Directeurs en lutte

La feuille de route du futur ministre de l'éducation nationale obligera celui-ci à conjuguer rapidement des objectifs ambitieux avec une logique de limitation des dépenses. Des précisions ont été apportées depuis le 6 mai par l'entourage de Nicolas Sarkozy.
    

 

Ainsi, le non-remplacement d'un fonctionnaire sur deux partant en retraite "n'est pas notre objectif prioritaire" dans l'enseignement, confie Emmanuelle Mignon (*), proche conseillère du président. L'évolution des postes devrait donc dépendre de la démographie scolaire. Comme promis, le décret du 12 février de Gilles de Robien, réformant les décharges horaires dans le secondaire, sera "suspendu", au profit d'une grande concertation, "avant les vacances", sur la revalorisation de la condition des enseignants.
  

Toutefois, l'équipe présidentielle envisage de regagner "des effectifs cachés", correspondant aux "enseignants qui ne sont pas devant les élèves". Selon Mme Mignon, cela représenterait "l'équivalent d'une académie". Un rapport rendu mi-mars à M. Sarkozy par Xavier Darcos - cité comme possible ministre - estimait que "20 000 équivalents temps plein de décharges et de mises à disposition sont récupérables". Mais en application du principe "travailler plus pour gagner plus", les enseignants seraient rémunérés pour leur participation aux études dirigées qui doivent être généralisées dès la rentrée, ainsi qu'à différentes tâches pédagogiques.
  

Mme Mignon évoque une prime "selon les résultats des élèves, mais qui peut très bien être attribuée collectivement", ainsi qu'une "vraie surprime" pour les enseignants de l'éducation prioritaire, qu'il s'agit désormais de "refonder". La réduction de 50 % des effectifs d'élèves des établissements les plus difficiles ne concernerait qu'"une cinquantaine d'établissements la première année".
  

La suppression progressive de la carte scolaire, allant de pair avec l'autonomie des établissements, serait d'abord expérimentée dans une dizaine de départements, qui bénéficieraient d'incitations financières. L'objectif de mixité sociale deviendrait une obligation dans les établissements concernés.
   

Enfin, l'abandon du collège unique, traditionnelle attente de la droite enseignante, ne semble pas à l'ordre du jour : M. Sarkozy entend abroger l'apprentissage à 14 ans, et, selon Mme Mignon, il n'est "pas question de sortir du principe selon lequel tous les enfants jusqu'à 16 ans ont une formation générale". Mais l'individualisation des parcours est souhaitée, ainsi que la découverte précoce des métiers.

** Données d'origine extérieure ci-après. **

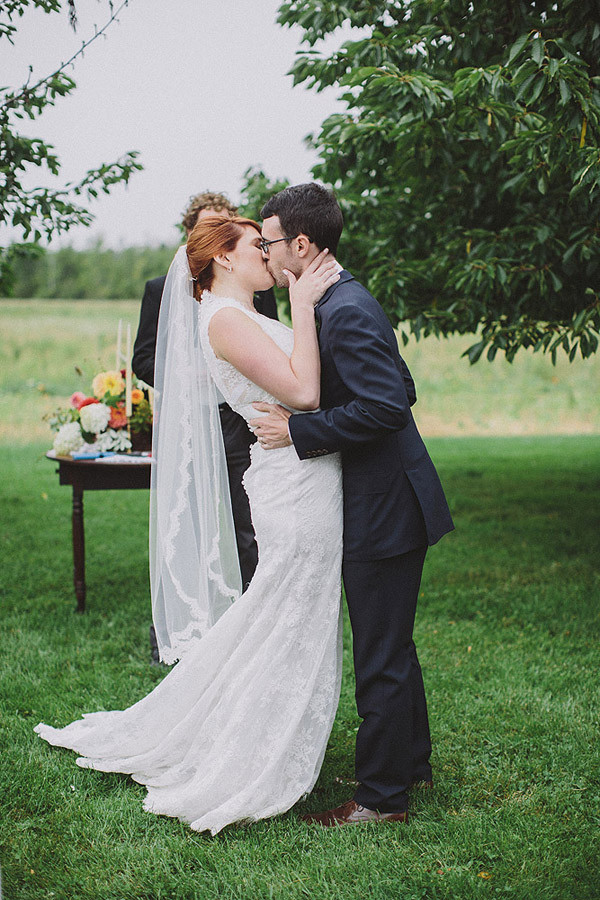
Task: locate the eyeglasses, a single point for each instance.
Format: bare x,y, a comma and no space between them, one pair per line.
264,245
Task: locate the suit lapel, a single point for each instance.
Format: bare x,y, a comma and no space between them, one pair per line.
344,277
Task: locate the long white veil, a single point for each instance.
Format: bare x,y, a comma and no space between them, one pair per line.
194,568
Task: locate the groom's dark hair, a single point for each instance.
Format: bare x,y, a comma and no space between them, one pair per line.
308,209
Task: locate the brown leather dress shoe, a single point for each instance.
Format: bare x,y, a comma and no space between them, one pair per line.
351,813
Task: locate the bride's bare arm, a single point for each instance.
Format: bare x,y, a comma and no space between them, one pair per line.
240,341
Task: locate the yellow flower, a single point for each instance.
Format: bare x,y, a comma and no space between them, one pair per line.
107,383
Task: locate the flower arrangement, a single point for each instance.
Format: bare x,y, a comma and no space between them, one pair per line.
100,423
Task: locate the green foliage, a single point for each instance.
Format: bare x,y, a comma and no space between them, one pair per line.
95,273
37,212
467,163
256,190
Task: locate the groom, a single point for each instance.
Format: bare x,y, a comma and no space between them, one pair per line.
394,505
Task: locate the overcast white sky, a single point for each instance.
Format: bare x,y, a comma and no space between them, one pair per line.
197,86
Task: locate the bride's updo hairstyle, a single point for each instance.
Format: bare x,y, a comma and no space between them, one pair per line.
211,236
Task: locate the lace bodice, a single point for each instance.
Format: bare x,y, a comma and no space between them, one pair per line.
237,390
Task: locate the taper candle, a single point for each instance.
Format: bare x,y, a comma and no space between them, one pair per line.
128,407
119,338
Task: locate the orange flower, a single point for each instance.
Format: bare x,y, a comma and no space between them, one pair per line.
107,383
118,417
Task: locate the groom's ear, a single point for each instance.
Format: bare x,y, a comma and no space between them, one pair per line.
302,244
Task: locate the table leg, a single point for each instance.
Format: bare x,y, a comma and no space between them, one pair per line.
78,548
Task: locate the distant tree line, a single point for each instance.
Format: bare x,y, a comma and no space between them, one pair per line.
97,273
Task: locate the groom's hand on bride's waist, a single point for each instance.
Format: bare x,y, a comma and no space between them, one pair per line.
272,430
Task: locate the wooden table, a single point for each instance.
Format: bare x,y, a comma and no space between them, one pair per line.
96,475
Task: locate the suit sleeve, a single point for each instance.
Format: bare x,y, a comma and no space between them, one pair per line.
144,348
362,355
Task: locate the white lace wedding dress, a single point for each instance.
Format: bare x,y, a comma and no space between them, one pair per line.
237,730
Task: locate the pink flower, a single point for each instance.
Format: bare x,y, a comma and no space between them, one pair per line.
77,399
88,401
118,416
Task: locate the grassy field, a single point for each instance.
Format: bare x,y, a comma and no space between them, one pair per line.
43,341
507,630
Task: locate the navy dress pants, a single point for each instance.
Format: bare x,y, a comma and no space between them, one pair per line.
393,744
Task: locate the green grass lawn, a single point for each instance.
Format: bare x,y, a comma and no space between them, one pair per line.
43,341
507,630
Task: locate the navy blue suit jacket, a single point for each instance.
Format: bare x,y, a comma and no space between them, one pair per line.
393,499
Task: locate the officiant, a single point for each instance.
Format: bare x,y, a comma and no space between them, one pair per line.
236,435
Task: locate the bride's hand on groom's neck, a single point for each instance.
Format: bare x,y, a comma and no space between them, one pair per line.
320,274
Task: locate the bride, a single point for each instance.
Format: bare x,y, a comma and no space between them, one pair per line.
237,730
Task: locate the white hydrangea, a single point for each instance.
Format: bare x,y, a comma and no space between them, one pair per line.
94,418
68,439
113,440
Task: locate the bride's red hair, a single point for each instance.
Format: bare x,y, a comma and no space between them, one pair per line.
211,236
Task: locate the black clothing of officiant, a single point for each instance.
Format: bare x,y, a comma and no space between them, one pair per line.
236,435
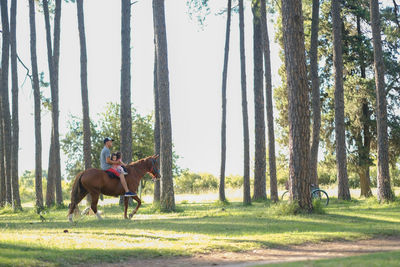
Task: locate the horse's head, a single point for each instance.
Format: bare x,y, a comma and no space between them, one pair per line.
154,170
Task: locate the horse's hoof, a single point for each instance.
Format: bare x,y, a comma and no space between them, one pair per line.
99,217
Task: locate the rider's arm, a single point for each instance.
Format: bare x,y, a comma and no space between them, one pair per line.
109,161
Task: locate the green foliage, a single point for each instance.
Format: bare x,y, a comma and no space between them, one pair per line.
27,185
359,85
197,228
189,182
107,126
234,181
198,9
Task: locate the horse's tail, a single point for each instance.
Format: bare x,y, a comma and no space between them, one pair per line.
78,192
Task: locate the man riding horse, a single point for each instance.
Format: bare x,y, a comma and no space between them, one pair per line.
106,162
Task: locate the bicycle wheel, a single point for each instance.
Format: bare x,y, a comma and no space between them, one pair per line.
320,195
285,196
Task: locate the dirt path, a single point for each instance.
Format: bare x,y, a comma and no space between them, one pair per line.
276,255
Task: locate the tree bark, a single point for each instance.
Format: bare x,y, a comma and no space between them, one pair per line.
167,186
126,115
157,141
5,100
222,196
246,153
269,105
260,190
299,110
87,146
55,102
84,87
384,188
37,108
54,172
341,161
316,102
50,194
15,122
363,146
2,153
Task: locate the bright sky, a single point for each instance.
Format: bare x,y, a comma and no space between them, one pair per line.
195,71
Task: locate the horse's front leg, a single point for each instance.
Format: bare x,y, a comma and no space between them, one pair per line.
137,207
95,199
126,202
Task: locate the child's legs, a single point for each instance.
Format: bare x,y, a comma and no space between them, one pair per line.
120,169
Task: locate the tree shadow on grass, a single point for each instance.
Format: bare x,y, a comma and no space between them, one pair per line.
30,255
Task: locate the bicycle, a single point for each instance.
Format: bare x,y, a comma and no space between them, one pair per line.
316,193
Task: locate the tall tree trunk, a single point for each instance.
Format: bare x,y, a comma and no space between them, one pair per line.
223,121
15,123
384,188
316,102
167,186
87,147
299,110
50,194
270,112
5,99
37,108
260,190
2,153
246,153
126,113
157,141
341,161
55,102
364,145
84,87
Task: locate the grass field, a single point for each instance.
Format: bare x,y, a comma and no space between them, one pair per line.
194,228
386,259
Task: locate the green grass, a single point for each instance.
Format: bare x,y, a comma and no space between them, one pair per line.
386,259
195,228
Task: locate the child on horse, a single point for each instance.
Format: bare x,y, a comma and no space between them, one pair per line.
117,156
106,164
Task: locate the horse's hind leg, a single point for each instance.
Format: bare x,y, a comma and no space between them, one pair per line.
126,202
137,207
95,199
74,205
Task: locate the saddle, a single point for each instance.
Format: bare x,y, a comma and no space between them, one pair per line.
111,175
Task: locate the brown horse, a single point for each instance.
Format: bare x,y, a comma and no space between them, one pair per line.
95,181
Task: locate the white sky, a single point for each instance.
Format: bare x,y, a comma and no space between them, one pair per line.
195,71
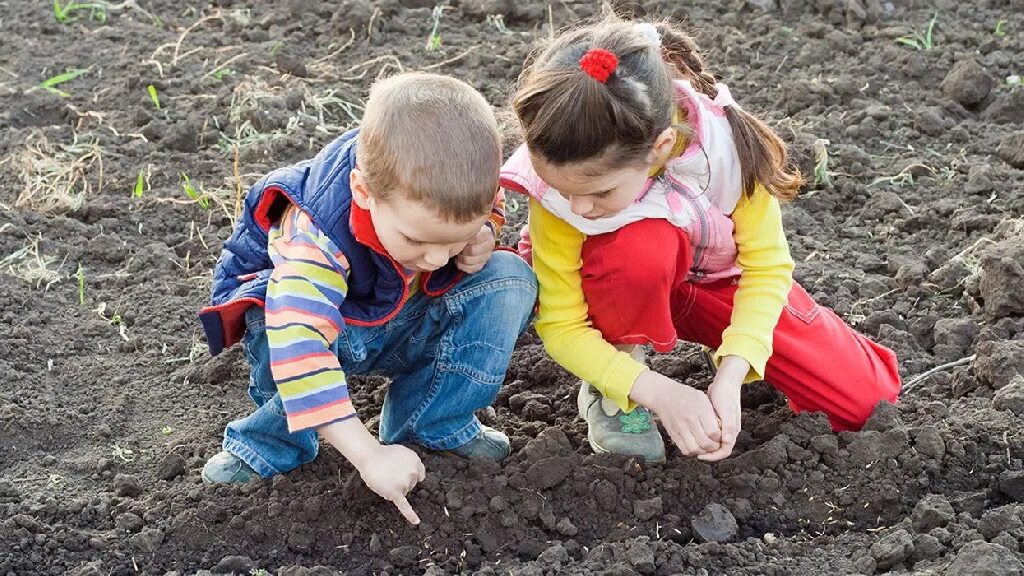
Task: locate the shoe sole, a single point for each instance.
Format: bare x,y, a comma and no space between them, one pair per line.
597,448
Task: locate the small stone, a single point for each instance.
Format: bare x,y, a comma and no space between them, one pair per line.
932,511
554,556
403,556
1008,541
715,524
641,557
646,509
127,485
128,522
997,362
1011,397
968,83
892,549
987,559
1001,276
1004,519
928,441
548,472
170,466
884,417
566,528
926,547
235,565
1012,150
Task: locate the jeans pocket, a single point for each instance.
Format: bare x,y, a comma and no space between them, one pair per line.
802,306
349,347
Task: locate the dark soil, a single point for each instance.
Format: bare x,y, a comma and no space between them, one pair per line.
110,405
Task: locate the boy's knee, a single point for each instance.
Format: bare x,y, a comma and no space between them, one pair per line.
515,275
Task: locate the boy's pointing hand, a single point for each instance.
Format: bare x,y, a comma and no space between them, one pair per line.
392,471
477,252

Luc Cédelle (Le Monde du 18/05/07)      (*) Emmanuelle Mignon Diplômée de l'ESSEC et de l'Institut d'études politiques de Paris, elle sort major de l'ENA en 1995, et devient maître des requêtes au Conseil d'Etat.

En 2002, elle est nommé conseillère au cabinet du ministre de l'Intérieur Nicolas Sarkozy, et parallèlement devient en novembre 2004 directrice des études de l'UMP : elle est notamment chargée des discours et de l'élaboration du projet de l'UMP en vue des élections présidentielle et législatives de 2007.

 

Xavier Darcos est un ministre expérimenté : il avait déjà été ministre délégué au coté de Luc Ferry où il avait montré une bonne connaissance des dossiers. Il avait dû inaugurer la politique de réduction de postes lancée par J.P. Raffarin. Il en reste une certaine impopularité chez les enseignants : selon un sondage Ifop de février 2007, son action rue de Grenelle avait été notée 7,3 / 20 par les enseignants, soit à peine plus que Gilles de  Robien (7) et… François Fillon (6,9). Il a également co-rédigé avec Philippe Meirieu un ouvrage (Deux voix pour une école, Desclée de Brouwer) où les deux hommes opposent  leurs conceptions sur l'Ecole. Il y défend des positions conservatrices avec une certaine modération.

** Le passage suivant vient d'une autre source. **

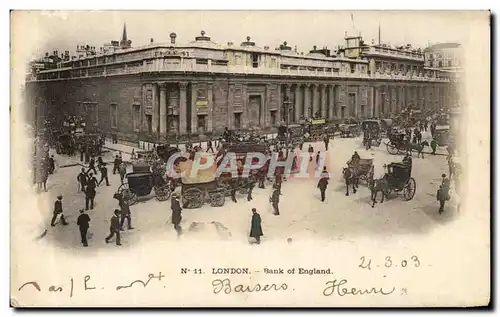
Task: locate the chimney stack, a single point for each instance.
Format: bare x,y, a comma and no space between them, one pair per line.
172,37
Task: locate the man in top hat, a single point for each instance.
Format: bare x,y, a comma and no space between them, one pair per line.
83,224
114,227
58,211
256,228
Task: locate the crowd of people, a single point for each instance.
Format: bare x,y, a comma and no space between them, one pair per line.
87,180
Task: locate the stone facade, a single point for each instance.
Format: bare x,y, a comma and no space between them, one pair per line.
168,108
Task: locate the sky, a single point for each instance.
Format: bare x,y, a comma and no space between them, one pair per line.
45,31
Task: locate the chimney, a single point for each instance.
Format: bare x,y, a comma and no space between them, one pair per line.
172,37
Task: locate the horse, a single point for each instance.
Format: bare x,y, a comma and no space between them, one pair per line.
378,185
419,147
351,178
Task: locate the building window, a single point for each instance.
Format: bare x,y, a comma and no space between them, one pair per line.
273,117
149,120
201,123
114,115
255,60
237,120
136,113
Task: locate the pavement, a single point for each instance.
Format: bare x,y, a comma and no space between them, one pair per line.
303,215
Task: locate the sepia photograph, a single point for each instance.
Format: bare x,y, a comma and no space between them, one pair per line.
250,158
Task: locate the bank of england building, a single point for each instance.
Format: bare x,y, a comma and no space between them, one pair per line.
167,90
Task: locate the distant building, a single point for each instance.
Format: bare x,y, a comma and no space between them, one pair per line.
170,89
448,59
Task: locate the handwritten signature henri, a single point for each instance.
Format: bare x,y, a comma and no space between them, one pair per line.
335,287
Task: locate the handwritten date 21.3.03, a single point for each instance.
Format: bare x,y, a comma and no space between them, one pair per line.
389,262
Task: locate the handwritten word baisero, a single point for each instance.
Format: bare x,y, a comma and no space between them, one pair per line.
226,287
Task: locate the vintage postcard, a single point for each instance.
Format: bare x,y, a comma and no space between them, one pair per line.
250,158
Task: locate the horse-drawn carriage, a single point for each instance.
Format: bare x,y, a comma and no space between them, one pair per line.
141,182
398,179
397,143
356,170
350,128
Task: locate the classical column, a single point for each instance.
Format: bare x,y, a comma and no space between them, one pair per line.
315,99
376,108
331,102
265,113
156,111
307,102
182,108
324,112
298,111
210,107
230,102
194,109
163,109
278,102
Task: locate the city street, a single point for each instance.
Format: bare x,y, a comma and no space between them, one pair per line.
303,215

Xavier Darcos est l'auteur d'un rapport remis en mars dernier à Nicolas Sarkozy (lire larges extraits dans notre article). Ci-dessous, extrait de ce qu'il déclarait au sujet des réseaux d'écoles rurales :

Voici ce qu'il déclarait lorsqu'il était ministre délégué à l'enseignement scolaire :

  

Le ministre de l'Enseignement scolaire plaide pour la constitution de réseaux d'écoles primaires dans les zones rurales


M. Xavier Darcos, ministre délégué à l'enseignement scolaire, a présenté, au conseil des ministres du mercredi 5 novembre 2003, une communication sur les réseaux d'écoles primaires.

Le ministre a expliqué que les petites écoles, situées le plus souvent en zone rurale, rencontraient des difficultés pour répondre aux exigences en matière de scolarité, qu'il s'agisse de l'organisation pédagogique, de l'équipement matériel ou de la gestion administrative.

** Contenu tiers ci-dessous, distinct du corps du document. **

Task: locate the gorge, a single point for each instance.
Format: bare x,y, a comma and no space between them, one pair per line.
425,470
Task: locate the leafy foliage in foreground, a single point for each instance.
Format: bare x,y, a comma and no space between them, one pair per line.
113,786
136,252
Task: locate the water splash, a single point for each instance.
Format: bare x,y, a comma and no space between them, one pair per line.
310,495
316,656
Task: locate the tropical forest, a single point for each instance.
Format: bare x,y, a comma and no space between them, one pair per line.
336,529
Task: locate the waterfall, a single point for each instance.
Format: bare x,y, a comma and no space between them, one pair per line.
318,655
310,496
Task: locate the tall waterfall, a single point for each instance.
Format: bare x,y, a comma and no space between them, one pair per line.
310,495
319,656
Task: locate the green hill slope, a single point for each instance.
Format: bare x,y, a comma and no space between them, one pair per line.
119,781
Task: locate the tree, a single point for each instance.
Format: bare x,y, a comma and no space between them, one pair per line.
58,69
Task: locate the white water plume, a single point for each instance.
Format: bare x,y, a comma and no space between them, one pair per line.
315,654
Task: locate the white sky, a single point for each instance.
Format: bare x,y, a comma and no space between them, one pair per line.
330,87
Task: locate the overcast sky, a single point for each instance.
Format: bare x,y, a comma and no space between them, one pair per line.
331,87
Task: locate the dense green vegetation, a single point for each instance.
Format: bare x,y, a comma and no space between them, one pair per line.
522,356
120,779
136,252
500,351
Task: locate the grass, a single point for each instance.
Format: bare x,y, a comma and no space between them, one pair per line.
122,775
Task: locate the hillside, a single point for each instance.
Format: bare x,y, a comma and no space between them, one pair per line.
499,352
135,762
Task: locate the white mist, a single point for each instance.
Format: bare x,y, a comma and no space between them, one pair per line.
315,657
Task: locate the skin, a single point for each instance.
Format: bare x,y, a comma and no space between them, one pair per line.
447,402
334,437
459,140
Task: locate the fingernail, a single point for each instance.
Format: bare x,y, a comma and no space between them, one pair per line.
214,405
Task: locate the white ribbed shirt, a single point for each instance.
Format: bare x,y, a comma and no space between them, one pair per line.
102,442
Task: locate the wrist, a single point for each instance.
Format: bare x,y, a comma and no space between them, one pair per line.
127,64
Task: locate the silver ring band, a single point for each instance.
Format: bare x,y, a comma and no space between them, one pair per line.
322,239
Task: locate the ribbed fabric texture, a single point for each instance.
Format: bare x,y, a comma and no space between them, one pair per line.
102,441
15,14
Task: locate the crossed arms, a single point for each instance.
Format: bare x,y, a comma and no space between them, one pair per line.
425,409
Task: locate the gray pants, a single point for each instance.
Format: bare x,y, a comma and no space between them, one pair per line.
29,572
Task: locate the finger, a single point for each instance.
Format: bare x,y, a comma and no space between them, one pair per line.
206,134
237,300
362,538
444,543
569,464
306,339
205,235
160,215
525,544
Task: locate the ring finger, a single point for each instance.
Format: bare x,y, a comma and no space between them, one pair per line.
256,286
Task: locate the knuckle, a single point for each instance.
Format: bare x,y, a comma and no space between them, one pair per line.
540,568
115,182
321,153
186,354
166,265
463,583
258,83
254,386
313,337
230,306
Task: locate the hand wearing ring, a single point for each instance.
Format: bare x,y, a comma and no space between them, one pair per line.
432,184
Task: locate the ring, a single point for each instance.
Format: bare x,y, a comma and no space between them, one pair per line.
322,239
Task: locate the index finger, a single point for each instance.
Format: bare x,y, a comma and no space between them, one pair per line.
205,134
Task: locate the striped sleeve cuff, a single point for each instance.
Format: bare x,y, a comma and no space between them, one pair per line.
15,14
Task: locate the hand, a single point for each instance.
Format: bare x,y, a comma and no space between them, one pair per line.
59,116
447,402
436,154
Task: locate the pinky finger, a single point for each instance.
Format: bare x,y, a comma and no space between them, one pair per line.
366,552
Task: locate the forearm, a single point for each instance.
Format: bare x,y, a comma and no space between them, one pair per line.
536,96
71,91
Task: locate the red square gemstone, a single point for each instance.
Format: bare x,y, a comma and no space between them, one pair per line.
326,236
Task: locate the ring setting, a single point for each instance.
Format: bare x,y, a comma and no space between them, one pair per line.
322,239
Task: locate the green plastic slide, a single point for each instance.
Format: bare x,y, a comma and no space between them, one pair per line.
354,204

Face à cette situation, le Comité interministériel à l'aménagement et au développement du territoire, dans sa réunion du 13 décembre 2002, a confié au ministre de la jeunesse, de l'éducation nationale et de la recherche la conduite d'une réflexion pour « revitaliser l'école rurale ». L'objectif est de garantir aux enfants, sur tout le territoire, les mêmes chances d'accès au savoir et à la formation.

Le travail ministériel, engagé depuis le début de l'année 2003, s'est appuyé sur la concertation la plus large possible avec les élus, les syndicats d'enseignants et de cadres de l'Education nationale, les fédérations de parents d'élèves et les associations qui s'intéressent aux politiques d'éducation dans le cadre communal.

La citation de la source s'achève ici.